The Bedouin have left us. We stand alone on the summit. All is still. Not a sound reaches us from far or near. Turning now to the west, the eye can see nothing but pyramids and tombs, rocks and sand in countless num ber. Not a blade, not a bush can find nutriment in this sterile ground. Yellow, grey, and dull brown cover everything, far and wide, in unbroken monotony.
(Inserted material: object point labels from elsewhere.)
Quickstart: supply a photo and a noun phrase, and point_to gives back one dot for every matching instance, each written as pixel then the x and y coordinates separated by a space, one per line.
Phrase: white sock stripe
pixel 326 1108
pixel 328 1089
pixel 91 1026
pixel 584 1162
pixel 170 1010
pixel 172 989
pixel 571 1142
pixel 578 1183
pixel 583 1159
Only here and there a white object is shining amidst the dust. It is the dried skeleton of some dead animal. Silent and void, the enemy to everything that has life -the desert - stretches before us. Where is its end? In days, weeks, months the traveller would never reach it, even if he escaped alive from the choking sand. Here, if anywhere, Death is king; here, where the Egyptians saw the sun vanish every day behind the wall of the Libyan mountains, begins a world which bears the same comparison to the fruitful lands of the East as a corpse does to a living man happy in the battle and joy of life. A more silent burial-place than this desert exists nowhere on this earth; and so tomb after tomb was erected here, and, as if to preserve the secret of the dead, the desert has enveloped tombs and bodies with its veil of sand. Here the terrors of infinity are displayed. Here at the gate of the future life, where eternity begins, man's work seems to have eluded the common destiny of earthly things and to have partaken of immortality.

"Time mocks all things, but the Pyramids mock Time" is an Arabian proverb which has been repeated thousands of times.